Disease: High Cholesterol Level
Drug: Simvastatin (Statin)
Simvastatin is a medication classified as a statin which is commonly prescribed to lower cholesterol levels in the blood. For Simvastatin to function as intended, it needs to be transported into the liver. This transportation process relies on a protein produced by the SLCO1B1 gene. Some individuals possess a specific alteration in this gene, resulting in reduced uptake by the liver.

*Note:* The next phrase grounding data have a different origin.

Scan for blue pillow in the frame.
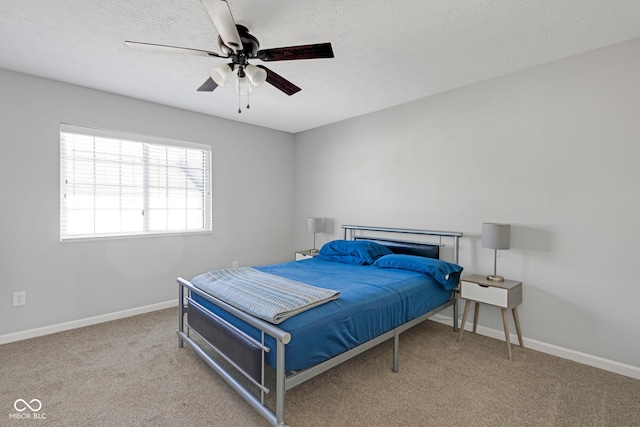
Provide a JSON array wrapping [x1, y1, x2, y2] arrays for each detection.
[[316, 240, 392, 265], [373, 254, 463, 290]]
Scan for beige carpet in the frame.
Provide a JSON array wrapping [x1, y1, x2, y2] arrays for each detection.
[[1, 308, 639, 426]]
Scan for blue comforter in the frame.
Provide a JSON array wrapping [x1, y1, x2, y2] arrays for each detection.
[[191, 257, 452, 371]]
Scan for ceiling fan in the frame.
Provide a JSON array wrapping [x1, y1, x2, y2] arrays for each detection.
[[125, 0, 334, 112]]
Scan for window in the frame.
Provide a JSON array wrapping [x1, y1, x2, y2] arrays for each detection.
[[60, 124, 211, 241]]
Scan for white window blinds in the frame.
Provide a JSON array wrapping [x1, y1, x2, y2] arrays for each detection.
[[60, 124, 211, 241]]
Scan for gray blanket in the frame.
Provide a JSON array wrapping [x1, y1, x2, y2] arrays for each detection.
[[191, 267, 340, 324]]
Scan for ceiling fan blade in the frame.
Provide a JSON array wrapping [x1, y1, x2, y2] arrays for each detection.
[[257, 43, 334, 61], [197, 77, 218, 92], [256, 65, 301, 96], [124, 41, 224, 58], [201, 0, 243, 52]]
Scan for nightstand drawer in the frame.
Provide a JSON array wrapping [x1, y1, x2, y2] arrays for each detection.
[[461, 281, 509, 307]]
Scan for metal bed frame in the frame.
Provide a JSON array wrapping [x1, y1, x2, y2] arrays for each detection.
[[177, 225, 463, 426]]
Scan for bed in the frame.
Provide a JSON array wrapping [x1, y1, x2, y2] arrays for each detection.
[[177, 225, 463, 426]]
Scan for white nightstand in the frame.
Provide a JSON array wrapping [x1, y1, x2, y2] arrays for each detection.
[[295, 250, 318, 261], [457, 274, 523, 361]]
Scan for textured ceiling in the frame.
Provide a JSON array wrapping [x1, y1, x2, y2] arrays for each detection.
[[2, 1, 640, 133]]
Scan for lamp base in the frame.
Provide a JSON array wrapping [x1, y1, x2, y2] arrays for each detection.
[[487, 275, 505, 282]]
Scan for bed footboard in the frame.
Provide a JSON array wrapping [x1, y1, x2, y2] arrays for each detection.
[[187, 300, 263, 383], [178, 278, 290, 427]]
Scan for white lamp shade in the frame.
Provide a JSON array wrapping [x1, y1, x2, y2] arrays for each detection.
[[245, 64, 267, 86], [210, 64, 233, 86], [482, 223, 511, 250], [307, 217, 323, 234], [235, 76, 253, 94]]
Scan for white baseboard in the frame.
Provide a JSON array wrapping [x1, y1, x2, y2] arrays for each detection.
[[430, 314, 640, 380], [0, 300, 178, 345]]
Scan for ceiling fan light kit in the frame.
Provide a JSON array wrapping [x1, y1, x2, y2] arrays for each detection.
[[235, 75, 252, 95], [210, 63, 233, 86], [125, 0, 334, 112], [244, 64, 267, 86]]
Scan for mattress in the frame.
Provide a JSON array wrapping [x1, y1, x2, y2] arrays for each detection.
[[190, 257, 452, 371]]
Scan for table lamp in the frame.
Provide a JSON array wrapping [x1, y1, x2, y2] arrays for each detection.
[[307, 217, 323, 253], [482, 223, 511, 282]]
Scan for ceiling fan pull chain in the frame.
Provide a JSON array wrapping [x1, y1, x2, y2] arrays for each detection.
[[247, 92, 251, 110], [238, 92, 242, 114]]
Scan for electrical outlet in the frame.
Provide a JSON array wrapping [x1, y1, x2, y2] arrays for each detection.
[[232, 261, 239, 268], [13, 291, 26, 306]]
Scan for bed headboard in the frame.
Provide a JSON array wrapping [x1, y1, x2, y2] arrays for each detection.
[[343, 225, 463, 264], [353, 236, 440, 259]]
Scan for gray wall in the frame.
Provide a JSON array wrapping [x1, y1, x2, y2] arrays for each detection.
[[0, 69, 295, 335], [2, 36, 639, 374], [293, 38, 640, 369]]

When taken in high doses, simvastatin can accumulate in the bloodstream, potentially leading to muscle-related issues such as weakness and pain.

Before prescribing simvastatin, your doctor might suggest a genetic test to assess the SLCO1B1 gene. This test can help determine if simvastatin is the most suitable statin for your needs or what dose would be the most effective and safe for you.

3. Drug Breakdown

diagram of drug breakdown

Your DNA can influence the speed at which your body metabolizes a medication. If your body metabolizes the drug faster than the average person, it means your system eliminates the drug more quickly, possibly requiring a higher dosage or a different medication. Conversely, if your body processes the drug more slowly, you may need a lower dose of the medication.


Disease: Depression
Drug: Amitriptyline
The way your body processes the antidepressant medication amitriptyline depends on the activity of two genes, namely CYP2D6 and CYP2C19. When your doctor prescribes amitriptyline, they may suggest genetic testing for these genes to determine the appropriate dosage for you. If your body metabolizes amitriptyline too rapidly, you might require a higher dose for it to be effective, or your doctor might consider an alternative medication. Conversely, if your body breaks down amitriptyline very slowly, you may need a smaller dose or a different medication to prevent adverse reactions.

4. Targeted Drug Development

a diagram of a cystic fibrosis

Pharmacogenomic approaches in drug development aim to address the root cause of a condition rather than solely addressing its symptoms. Certain illnesses stem from particular alterations (mutations) in a gene. These mutations can vary, leading to diverse outcomes. Some mutations may lead to a malfunctioning protein, while others might prevent the protein from being produced entirely. Medications can be designed based on how these mutations influence the protein, and these drugs will only be effective for a particular mutation type.


Disease: Cystic Fibrosis
Drug: Ivacaftor
Cystic fibrosis arises from genetic mutations in the CFTR gene, impacting the functionality of the CFTR protein. This protein serves as a conduit, allowing particles to traverse cell membranes throughout the body. In individuals without cystic fibrosis, the CFTR protein is typically produced correctly, and the channel it forms can open and close as needed.
However, some mutations responsible for cystic fibrosis lead to a closed channel, rendering it nonfunctional. In such cases, the medication ivacaftor intervenes by forcing the channel to remain open. It’s important to note that ivacaftor is not expected to be effective for individuals with cystic fibrosis whose mutations prevent the channel from being produced at all.


What implications does this have for your well-being?

Pharmacogenomics is a groundbreaking field that has the potential to transform the way we approach healthcare. By tailoring drug treatments to individual genetic makeup, we can improve treatment outcomes, reduce adverse reactions, and enhance overall patient well-being. Initiate a discussion with your healthcare provider regarding the potential impact of pharmacogenomics on your health.